Leistenbruch-Operationen häufig vermeidbar
In Deutschland erleiden jährlich etwa 250000 Menschen einen Leistenbruch. Eine Operation ist nur dann notwendig, wenn sich Darmschlingen im Leistenkanal einklemmen könnten und dadurch absterben. Eine Studie mit mehr als 7000 Patienten zeigt, dass eine einfache Ultraschalluntersuchung diese Gefahr frühzeitig erkennt. Bis zu 30000 Operationen lassen sich auf diese Weise vermeiden, so die Deutsche Gesellschaft für Ultraschall in der Medizin (DEGUM).
Leistenbrüche gehören, insbesondere bei Männern, weltweit zu den häufigsten Erkrankungen: Bei einer „Inguinal-Hernie“ drängen Teile der Eingeweide in den Leistenkanal. Verklemmen sie sich dort, können Darmschlingen absterben. „Dies ist eine lebensgefährliche, aber sehr seltene Komplikation”, berichtet Dr. med. Helmar Gai aus Hamburg, der auf Leistenbruchoperationen spezialisiert ist. Von außen sei der Beule in der Leiste nicht anzusehen, ob sie für den Patienten zum Risiko werden kann, erläutert Dr. Gai: „Selbst Computer- oder Kernspintomografie helfen in der Regel nicht weiter, da sie nur Momentaufnahmen liefern.” Bei einer Ultraschalluntersuchung dagegen könne der Arzt beobachten, wie sich die Hernie verändert, wenn der Patient durch Pressen den Druck im Bauchraum erhöht.

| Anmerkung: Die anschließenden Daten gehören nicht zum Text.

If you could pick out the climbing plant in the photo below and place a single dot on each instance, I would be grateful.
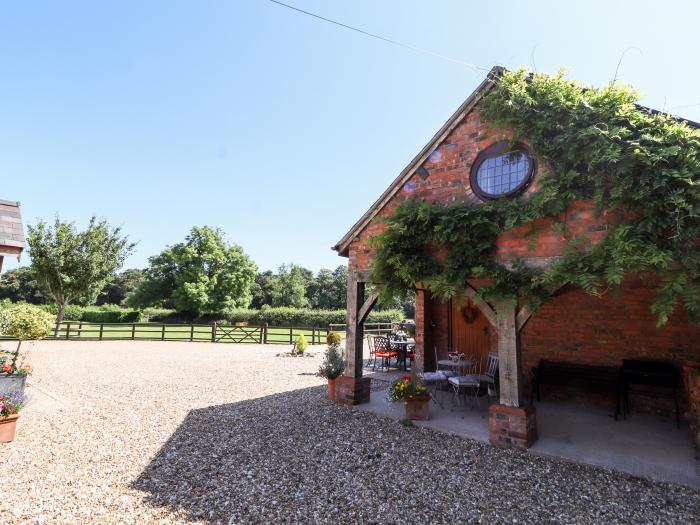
(641, 168)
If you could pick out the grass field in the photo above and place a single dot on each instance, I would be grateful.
(176, 332)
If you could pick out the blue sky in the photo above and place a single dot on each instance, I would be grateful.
(276, 127)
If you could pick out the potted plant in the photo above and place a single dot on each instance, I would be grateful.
(25, 322)
(332, 367)
(415, 396)
(10, 406)
(300, 346)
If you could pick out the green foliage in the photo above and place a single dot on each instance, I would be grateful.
(107, 313)
(120, 286)
(333, 338)
(74, 265)
(203, 274)
(640, 168)
(333, 363)
(301, 344)
(21, 285)
(289, 287)
(26, 322)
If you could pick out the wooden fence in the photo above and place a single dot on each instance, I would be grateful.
(73, 330)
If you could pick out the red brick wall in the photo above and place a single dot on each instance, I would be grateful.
(579, 328)
(572, 326)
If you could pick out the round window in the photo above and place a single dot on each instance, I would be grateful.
(502, 170)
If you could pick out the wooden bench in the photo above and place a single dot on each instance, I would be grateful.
(586, 377)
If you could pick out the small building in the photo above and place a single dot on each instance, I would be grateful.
(11, 230)
(573, 326)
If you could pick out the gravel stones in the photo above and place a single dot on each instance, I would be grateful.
(143, 432)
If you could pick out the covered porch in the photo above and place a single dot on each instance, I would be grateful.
(646, 444)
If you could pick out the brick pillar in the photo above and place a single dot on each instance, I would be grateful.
(352, 390)
(512, 427)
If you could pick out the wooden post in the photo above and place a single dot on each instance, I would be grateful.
(509, 358)
(353, 335)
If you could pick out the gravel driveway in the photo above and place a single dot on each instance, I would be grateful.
(149, 432)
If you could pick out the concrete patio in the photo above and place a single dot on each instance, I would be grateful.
(644, 445)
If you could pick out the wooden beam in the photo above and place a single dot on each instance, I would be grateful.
(366, 307)
(354, 331)
(483, 306)
(509, 358)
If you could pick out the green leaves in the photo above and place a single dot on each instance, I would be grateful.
(643, 168)
(203, 274)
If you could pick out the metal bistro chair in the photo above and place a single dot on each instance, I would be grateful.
(488, 377)
(469, 379)
(382, 349)
(372, 361)
(436, 380)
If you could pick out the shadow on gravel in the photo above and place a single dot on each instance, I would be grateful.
(294, 457)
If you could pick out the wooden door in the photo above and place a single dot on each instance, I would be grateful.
(470, 331)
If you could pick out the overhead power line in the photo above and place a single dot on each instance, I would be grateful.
(383, 39)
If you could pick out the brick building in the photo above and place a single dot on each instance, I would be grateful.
(11, 231)
(573, 326)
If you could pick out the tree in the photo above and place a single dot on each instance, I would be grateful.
(21, 284)
(262, 290)
(289, 286)
(74, 265)
(202, 275)
(328, 290)
(120, 286)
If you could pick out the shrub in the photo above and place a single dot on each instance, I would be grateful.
(26, 322)
(333, 363)
(302, 344)
(333, 338)
(110, 314)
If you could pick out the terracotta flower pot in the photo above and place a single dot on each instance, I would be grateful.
(8, 426)
(417, 408)
(331, 389)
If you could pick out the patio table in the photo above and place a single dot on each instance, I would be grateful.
(455, 363)
(403, 349)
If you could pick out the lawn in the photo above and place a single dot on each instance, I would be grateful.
(195, 332)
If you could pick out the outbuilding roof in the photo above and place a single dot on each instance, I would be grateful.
(457, 117)
(11, 230)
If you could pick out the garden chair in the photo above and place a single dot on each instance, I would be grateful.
(437, 380)
(488, 377)
(382, 349)
(372, 354)
(468, 381)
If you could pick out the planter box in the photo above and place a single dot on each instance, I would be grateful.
(8, 425)
(11, 383)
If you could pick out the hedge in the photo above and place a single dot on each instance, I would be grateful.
(96, 314)
(299, 317)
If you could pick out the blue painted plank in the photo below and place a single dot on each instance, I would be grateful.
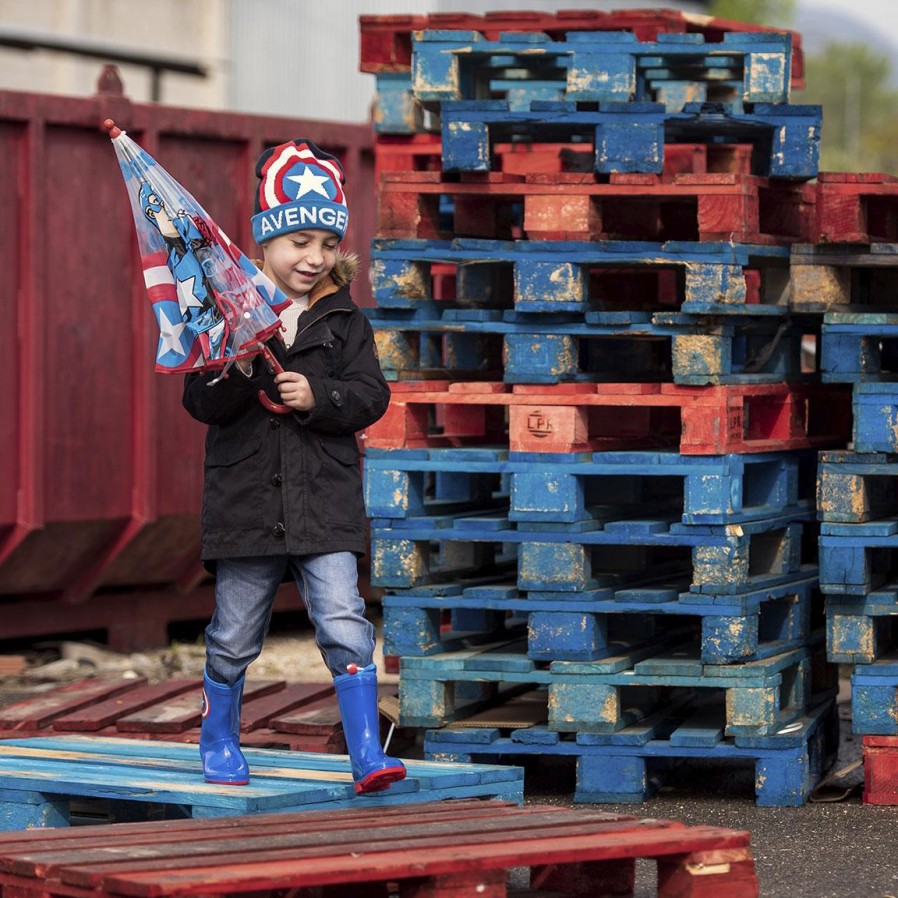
(786, 767)
(630, 137)
(39, 777)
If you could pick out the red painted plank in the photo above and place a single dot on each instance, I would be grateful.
(259, 711)
(103, 714)
(183, 711)
(423, 859)
(42, 710)
(707, 420)
(95, 864)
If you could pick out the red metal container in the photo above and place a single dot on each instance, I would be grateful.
(102, 468)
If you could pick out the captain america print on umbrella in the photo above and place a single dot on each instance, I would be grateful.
(211, 303)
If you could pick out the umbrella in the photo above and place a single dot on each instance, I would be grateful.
(213, 306)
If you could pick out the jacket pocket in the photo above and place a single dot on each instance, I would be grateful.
(222, 455)
(341, 476)
(344, 451)
(233, 496)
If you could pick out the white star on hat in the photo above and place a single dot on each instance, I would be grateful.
(309, 183)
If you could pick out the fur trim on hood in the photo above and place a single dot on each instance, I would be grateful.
(345, 268)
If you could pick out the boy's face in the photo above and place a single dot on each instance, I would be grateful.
(297, 261)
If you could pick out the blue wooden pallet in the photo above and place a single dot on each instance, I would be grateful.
(856, 559)
(607, 695)
(597, 346)
(573, 557)
(837, 278)
(40, 777)
(631, 137)
(860, 630)
(875, 409)
(853, 488)
(568, 487)
(600, 623)
(625, 767)
(859, 346)
(598, 67)
(557, 276)
(874, 697)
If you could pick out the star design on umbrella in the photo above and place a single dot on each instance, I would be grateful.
(170, 334)
(187, 297)
(309, 183)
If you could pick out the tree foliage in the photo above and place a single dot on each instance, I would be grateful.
(860, 108)
(850, 81)
(777, 13)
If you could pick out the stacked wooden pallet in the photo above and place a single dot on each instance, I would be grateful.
(593, 493)
(848, 277)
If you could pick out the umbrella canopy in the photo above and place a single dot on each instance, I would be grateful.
(211, 303)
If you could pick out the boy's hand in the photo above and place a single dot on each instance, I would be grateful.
(295, 391)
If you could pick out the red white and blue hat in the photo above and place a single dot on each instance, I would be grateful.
(300, 189)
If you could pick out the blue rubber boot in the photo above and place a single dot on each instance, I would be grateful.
(223, 762)
(372, 770)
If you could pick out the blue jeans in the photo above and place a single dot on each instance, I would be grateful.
(244, 594)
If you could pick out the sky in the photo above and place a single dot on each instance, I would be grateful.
(881, 15)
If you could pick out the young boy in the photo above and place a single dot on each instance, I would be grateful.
(283, 492)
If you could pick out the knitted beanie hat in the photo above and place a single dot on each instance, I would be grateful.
(300, 188)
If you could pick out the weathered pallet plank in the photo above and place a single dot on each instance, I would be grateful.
(629, 766)
(710, 420)
(40, 777)
(583, 206)
(631, 137)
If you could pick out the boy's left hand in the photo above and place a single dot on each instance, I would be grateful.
(295, 391)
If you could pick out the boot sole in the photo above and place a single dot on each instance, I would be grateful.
(380, 780)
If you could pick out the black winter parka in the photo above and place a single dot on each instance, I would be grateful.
(291, 484)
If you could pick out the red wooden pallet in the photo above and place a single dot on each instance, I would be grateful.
(856, 208)
(710, 420)
(297, 716)
(434, 850)
(386, 41)
(881, 770)
(584, 206)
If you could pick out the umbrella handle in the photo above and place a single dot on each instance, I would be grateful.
(276, 408)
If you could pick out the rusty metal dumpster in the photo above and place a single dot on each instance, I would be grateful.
(100, 468)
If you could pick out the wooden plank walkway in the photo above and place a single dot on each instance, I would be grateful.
(432, 851)
(276, 714)
(39, 779)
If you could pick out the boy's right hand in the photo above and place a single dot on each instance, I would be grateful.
(295, 391)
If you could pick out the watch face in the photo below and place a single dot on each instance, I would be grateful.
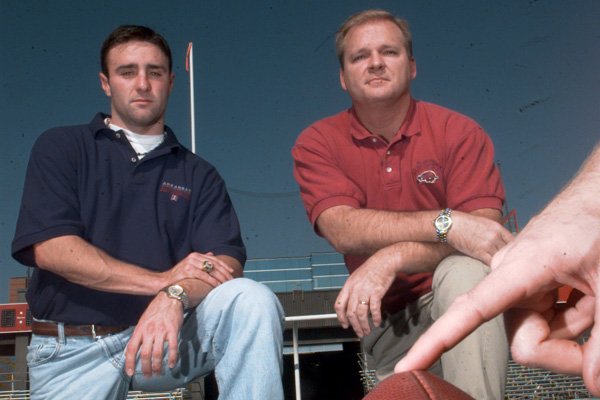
(175, 290)
(443, 223)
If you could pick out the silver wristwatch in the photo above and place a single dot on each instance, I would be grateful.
(177, 292)
(442, 225)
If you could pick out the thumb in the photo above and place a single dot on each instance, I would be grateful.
(591, 356)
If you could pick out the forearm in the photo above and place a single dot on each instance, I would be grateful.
(411, 257)
(365, 231)
(82, 263)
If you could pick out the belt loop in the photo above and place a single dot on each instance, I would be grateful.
(60, 327)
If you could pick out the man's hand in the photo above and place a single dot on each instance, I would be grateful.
(362, 294)
(559, 247)
(193, 266)
(478, 234)
(160, 324)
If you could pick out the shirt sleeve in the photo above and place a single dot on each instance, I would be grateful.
(473, 179)
(216, 227)
(322, 182)
(50, 205)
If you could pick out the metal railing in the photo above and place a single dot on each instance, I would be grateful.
(294, 320)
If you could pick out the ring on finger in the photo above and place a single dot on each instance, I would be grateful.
(207, 266)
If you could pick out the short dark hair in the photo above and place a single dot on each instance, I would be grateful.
(128, 33)
(368, 16)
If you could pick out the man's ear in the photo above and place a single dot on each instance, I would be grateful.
(104, 83)
(342, 80)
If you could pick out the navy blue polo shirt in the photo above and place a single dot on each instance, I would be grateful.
(87, 181)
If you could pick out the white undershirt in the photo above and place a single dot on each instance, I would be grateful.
(142, 144)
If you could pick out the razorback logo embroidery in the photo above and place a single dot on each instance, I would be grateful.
(428, 176)
(175, 191)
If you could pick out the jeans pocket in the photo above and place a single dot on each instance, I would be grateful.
(38, 354)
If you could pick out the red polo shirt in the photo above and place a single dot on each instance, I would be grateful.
(438, 159)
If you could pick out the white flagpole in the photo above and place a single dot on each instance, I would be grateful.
(189, 66)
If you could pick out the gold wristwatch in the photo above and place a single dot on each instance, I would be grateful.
(442, 225)
(177, 292)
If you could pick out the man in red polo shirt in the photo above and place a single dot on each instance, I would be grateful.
(409, 193)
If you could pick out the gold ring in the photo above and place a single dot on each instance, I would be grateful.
(207, 266)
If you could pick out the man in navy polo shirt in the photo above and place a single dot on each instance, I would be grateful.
(135, 247)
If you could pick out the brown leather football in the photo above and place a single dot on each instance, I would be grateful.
(416, 385)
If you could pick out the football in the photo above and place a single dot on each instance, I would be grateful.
(416, 385)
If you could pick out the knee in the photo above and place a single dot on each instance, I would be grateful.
(254, 298)
(460, 271)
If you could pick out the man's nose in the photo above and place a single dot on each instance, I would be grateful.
(376, 62)
(143, 83)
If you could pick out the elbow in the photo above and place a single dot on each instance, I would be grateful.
(40, 256)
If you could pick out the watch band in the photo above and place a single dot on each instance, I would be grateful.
(177, 292)
(442, 225)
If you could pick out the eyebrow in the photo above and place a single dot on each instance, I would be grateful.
(135, 66)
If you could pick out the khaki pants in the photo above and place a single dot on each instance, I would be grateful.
(477, 365)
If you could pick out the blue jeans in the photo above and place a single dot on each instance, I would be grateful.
(237, 331)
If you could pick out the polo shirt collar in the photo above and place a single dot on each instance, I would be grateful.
(411, 125)
(97, 124)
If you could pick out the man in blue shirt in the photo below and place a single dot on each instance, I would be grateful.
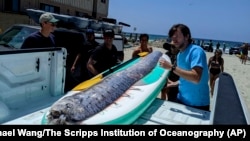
(192, 68)
(43, 37)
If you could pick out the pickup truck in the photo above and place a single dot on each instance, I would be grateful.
(13, 38)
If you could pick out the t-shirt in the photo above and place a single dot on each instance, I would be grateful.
(104, 57)
(37, 40)
(191, 93)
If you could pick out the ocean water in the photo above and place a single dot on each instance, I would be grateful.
(198, 41)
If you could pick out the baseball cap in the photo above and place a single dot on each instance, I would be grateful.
(108, 33)
(47, 17)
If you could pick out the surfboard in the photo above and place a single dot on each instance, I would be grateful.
(128, 107)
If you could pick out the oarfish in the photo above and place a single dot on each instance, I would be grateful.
(82, 105)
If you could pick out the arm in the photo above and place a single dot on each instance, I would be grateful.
(193, 75)
(90, 66)
(222, 65)
(74, 64)
(135, 53)
(209, 62)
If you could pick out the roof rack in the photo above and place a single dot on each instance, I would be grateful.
(80, 23)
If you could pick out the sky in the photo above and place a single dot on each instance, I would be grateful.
(227, 20)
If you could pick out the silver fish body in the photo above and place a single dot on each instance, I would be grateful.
(78, 107)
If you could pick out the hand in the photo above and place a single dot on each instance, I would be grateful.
(165, 64)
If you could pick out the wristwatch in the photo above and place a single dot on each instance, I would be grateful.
(173, 67)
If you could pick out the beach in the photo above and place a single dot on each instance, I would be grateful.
(232, 65)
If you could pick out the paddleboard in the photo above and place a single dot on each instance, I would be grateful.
(127, 108)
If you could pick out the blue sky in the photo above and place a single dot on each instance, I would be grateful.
(210, 19)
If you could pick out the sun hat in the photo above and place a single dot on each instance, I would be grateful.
(47, 17)
(108, 33)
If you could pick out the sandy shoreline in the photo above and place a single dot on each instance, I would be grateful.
(232, 65)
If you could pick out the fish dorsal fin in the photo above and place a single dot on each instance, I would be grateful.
(88, 83)
(142, 54)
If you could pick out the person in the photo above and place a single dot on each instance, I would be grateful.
(244, 51)
(170, 91)
(218, 45)
(43, 37)
(104, 56)
(84, 54)
(216, 66)
(143, 45)
(191, 67)
(224, 47)
(210, 47)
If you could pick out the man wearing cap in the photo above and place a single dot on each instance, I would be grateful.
(84, 54)
(42, 38)
(104, 56)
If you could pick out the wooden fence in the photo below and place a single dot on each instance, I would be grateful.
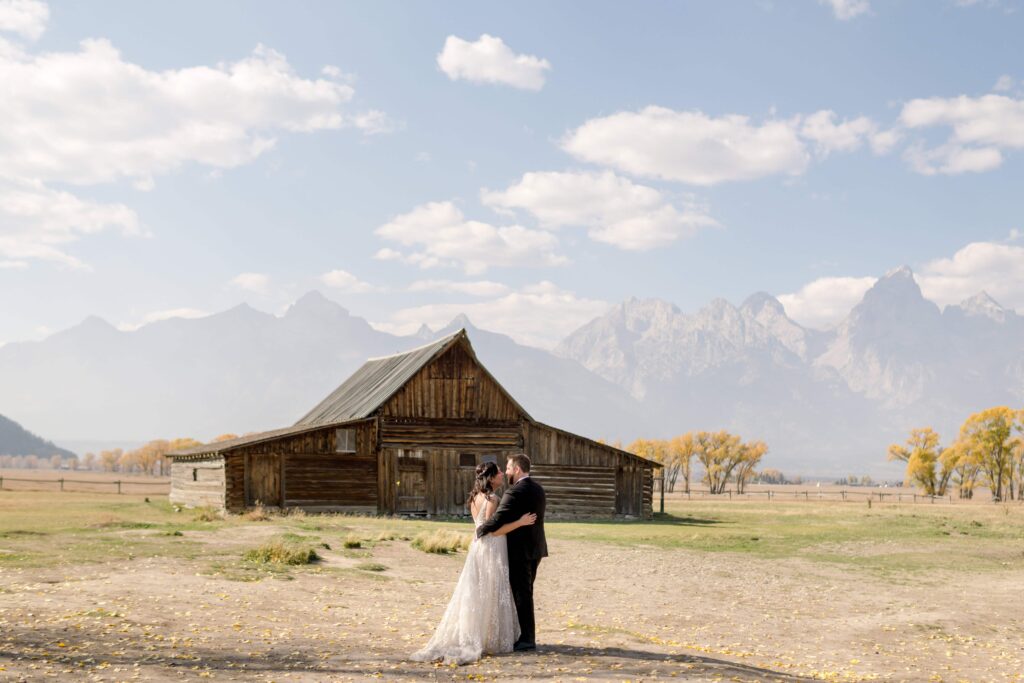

Eine Studie der Klinik Fleetinsel an mehr als 7000 Patienten zeigt, dass die Form der Hernie in der Ultraschalluntersuchung eine gute Risikoabschätzung ermöglicht. Dr. Gai unterscheidet drei Formen: Bei etwa einem Viertel der Patienten zeige sich auch im Ultraschallbild nur eine einfache Beule. Dr. Gai: „Diese Patienten müssen nicht operiert werden, solange sie keine oder nur sehr geringe Beschwerden haben. Sie müssen sich auch nicht körperlich einschränken. Wir raten ihnen nur, ruckartige Bewegungen bei gleichzeitiger starker Anspannung der Bauchdecke zu vermeiden.” Bei mehr als der Hälfte der Patienten hat die Hernie eine röhrenförmige Ausdehnung angenommen. Auch hier ist nach Einschätzung von Dr. Gai bei Beschwerdefreiheit eine Operation nicht erforderlich, solange keine Darmschlingen in die Hernie vordringen. Nur bei sanduhrförmigen Hernien müsse grundsätzlich operiert werden. Dies ist bei weniger als einem Viertel aller Patienten der Fall.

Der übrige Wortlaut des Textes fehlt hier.